The findings on the metabolism of the hydrogenosome are mainly based on the results of experiments conducted in the past several decades using trichomonas as a model. Therefore, the conclusions cannot prove that all hydrogenosomes have the same enzymes and metabolic activities. In fact, the enzyme composition and material metabolism in the hydrogenosome of anaerobic fungi are different from that of other microorganisms (Figure 35).
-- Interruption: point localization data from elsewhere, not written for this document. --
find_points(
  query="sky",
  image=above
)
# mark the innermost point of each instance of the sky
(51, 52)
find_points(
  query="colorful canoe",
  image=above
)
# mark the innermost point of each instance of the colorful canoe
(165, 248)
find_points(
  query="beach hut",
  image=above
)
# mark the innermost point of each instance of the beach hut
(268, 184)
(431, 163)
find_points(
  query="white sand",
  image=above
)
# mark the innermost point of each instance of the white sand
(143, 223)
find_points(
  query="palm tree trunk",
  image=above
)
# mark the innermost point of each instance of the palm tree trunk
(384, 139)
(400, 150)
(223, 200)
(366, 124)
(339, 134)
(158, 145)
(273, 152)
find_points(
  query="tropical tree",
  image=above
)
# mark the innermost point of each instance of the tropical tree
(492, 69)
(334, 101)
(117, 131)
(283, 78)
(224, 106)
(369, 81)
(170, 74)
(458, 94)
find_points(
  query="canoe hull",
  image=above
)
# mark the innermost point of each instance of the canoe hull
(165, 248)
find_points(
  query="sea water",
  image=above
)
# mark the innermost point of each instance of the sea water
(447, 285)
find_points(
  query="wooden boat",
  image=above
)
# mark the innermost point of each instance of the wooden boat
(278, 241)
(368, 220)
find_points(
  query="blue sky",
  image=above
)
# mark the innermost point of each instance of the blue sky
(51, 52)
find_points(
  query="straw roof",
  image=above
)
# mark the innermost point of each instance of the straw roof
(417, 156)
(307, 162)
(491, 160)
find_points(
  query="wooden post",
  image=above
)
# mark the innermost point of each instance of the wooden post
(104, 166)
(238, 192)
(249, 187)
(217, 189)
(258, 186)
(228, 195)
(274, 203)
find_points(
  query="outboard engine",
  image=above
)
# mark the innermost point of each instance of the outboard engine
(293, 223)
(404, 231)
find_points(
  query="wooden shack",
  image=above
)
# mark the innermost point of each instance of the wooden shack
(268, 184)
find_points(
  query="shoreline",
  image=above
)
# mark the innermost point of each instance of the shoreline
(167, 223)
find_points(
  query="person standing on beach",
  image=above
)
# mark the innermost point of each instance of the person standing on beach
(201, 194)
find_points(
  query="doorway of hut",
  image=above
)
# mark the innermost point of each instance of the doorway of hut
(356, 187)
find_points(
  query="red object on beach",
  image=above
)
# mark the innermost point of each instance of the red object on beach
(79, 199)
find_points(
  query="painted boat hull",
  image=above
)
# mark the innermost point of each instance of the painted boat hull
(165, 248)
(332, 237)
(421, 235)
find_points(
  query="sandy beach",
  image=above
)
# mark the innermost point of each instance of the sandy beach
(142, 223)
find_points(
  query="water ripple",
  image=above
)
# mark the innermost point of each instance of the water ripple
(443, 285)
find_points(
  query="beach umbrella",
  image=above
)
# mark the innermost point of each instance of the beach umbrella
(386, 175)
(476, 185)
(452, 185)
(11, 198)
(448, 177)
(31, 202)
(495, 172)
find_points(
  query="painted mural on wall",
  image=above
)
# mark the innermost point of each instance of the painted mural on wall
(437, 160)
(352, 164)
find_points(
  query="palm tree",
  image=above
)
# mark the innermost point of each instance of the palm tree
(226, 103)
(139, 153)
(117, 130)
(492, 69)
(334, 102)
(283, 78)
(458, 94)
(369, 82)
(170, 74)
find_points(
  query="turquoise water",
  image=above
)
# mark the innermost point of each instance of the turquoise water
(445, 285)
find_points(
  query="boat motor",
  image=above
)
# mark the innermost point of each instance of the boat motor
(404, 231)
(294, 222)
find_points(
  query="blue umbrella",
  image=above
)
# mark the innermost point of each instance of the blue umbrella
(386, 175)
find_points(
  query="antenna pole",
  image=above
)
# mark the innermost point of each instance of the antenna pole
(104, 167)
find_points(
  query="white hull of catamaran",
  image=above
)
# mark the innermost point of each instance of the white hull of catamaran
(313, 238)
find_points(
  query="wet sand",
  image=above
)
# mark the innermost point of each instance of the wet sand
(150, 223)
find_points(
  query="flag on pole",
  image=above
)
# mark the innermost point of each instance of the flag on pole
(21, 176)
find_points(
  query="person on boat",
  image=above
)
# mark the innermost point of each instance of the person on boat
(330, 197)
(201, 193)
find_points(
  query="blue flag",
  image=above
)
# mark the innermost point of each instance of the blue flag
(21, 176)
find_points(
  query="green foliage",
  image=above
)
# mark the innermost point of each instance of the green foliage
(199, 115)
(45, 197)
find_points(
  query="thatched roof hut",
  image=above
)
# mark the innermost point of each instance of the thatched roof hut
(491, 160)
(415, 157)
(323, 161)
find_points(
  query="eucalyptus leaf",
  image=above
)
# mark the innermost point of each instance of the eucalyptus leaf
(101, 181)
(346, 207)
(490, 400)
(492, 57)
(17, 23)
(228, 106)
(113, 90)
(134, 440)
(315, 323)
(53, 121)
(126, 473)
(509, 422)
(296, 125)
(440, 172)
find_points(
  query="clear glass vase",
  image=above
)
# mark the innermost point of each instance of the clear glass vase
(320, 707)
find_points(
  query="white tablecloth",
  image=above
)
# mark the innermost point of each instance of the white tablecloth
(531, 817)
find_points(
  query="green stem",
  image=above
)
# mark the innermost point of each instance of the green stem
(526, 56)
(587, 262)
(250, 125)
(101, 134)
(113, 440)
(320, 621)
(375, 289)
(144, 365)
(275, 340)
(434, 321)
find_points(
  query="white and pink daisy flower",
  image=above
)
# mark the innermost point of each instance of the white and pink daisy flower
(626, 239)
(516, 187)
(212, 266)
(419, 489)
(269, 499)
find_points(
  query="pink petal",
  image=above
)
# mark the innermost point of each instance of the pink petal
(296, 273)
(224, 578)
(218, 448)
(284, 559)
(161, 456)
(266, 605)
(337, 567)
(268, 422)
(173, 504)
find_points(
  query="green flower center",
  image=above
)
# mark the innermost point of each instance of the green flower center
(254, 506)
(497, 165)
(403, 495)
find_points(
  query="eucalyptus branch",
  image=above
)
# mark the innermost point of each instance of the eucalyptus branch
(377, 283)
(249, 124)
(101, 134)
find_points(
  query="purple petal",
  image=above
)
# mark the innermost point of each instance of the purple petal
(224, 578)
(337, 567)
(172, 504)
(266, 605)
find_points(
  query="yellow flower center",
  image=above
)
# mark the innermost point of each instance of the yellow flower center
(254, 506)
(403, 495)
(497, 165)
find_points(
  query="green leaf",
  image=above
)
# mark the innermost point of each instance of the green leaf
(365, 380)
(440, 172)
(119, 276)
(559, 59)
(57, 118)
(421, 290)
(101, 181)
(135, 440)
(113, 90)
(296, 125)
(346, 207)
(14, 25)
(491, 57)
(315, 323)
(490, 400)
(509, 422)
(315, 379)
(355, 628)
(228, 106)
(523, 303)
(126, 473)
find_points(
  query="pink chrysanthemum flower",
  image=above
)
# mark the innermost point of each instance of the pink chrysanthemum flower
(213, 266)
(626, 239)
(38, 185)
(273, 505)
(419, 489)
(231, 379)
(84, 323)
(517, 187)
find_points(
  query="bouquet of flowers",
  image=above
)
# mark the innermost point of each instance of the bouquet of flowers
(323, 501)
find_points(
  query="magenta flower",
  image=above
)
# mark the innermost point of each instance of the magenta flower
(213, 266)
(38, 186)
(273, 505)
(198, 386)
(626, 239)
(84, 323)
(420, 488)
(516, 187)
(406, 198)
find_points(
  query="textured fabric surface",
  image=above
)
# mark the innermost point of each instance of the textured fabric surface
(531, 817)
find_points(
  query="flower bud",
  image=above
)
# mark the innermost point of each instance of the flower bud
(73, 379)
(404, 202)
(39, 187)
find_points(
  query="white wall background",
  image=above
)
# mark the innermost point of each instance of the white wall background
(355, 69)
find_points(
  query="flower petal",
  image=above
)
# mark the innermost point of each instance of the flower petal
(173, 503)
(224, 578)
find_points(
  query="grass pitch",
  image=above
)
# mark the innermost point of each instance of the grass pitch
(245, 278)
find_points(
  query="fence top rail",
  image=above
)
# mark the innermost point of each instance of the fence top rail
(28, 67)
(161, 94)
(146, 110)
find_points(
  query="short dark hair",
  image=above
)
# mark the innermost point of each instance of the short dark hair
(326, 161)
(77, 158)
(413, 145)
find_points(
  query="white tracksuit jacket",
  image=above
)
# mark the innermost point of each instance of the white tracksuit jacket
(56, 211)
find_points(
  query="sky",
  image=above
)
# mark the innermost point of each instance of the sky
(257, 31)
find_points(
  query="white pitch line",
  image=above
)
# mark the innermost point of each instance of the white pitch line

Unlike other anaerobic microorganisms, anaerobic fungi depend on pyruvate: formate lyase (PFL), which exists in both the cytoplasm and the hydrogenosome to hydrolyze pyruvate into isomole formate and acetyl CoA, rather than PFO. Though many studies have suggested that PFO is either absent or of only marginal importance in the anaerobic fungal hydrogenosomal metabolism, both enzymes were identified in all published gut fungal genomes, and a metabolic model proposed and analyzed by Wilken et al. suggested that PFL carries more metabolism flux than PFO in the hydrogenosome, but an energetically favorable route to H₂ production still requires the action of PFO ^[18]. The pyruvate in the cytoplasm is eventually metabolized to ethanol, and the pyruvate that enters in the hydrogenosome is eventually metabolized to acetate. Pyruvate can be directly transported into the hydrogenosome, and also may be formed from the dehydrogenation of malate entered into the hydrogenosome. CO₂ and NAD(P)H are also produced during the dehydrogenation of malate, and then hydrogenase reduces 2H⁺ to H₂ with or without the reducing equivalent of NAD(P)H. Acetyl-CoA formed in the hydrolysis of pyruvate first generates acetate and succinyl-CoA under the action of succinyl-CoA transferase. Then succinyl-CoA is converted to succinate by succinyl-CoA synthase, along with the release of CoA and conversion of ADP to ATP, which supplies energy for anaerobic fungi. Therefore, PFL is one of the most important enzymes in the sugar metabolism of anaerobic fungi. Thus, in addition to H₂, CO₂, acetate, lactate, ethanol, and succinate, the fermentation products of carbohydrates in anaerobic fungi contain formate in equal molar quantities with acetate plus ethanol ^[25].

So far, there have been no reports on the metabolism of amino acids in the hydrogenosomes of anaerobic fungi.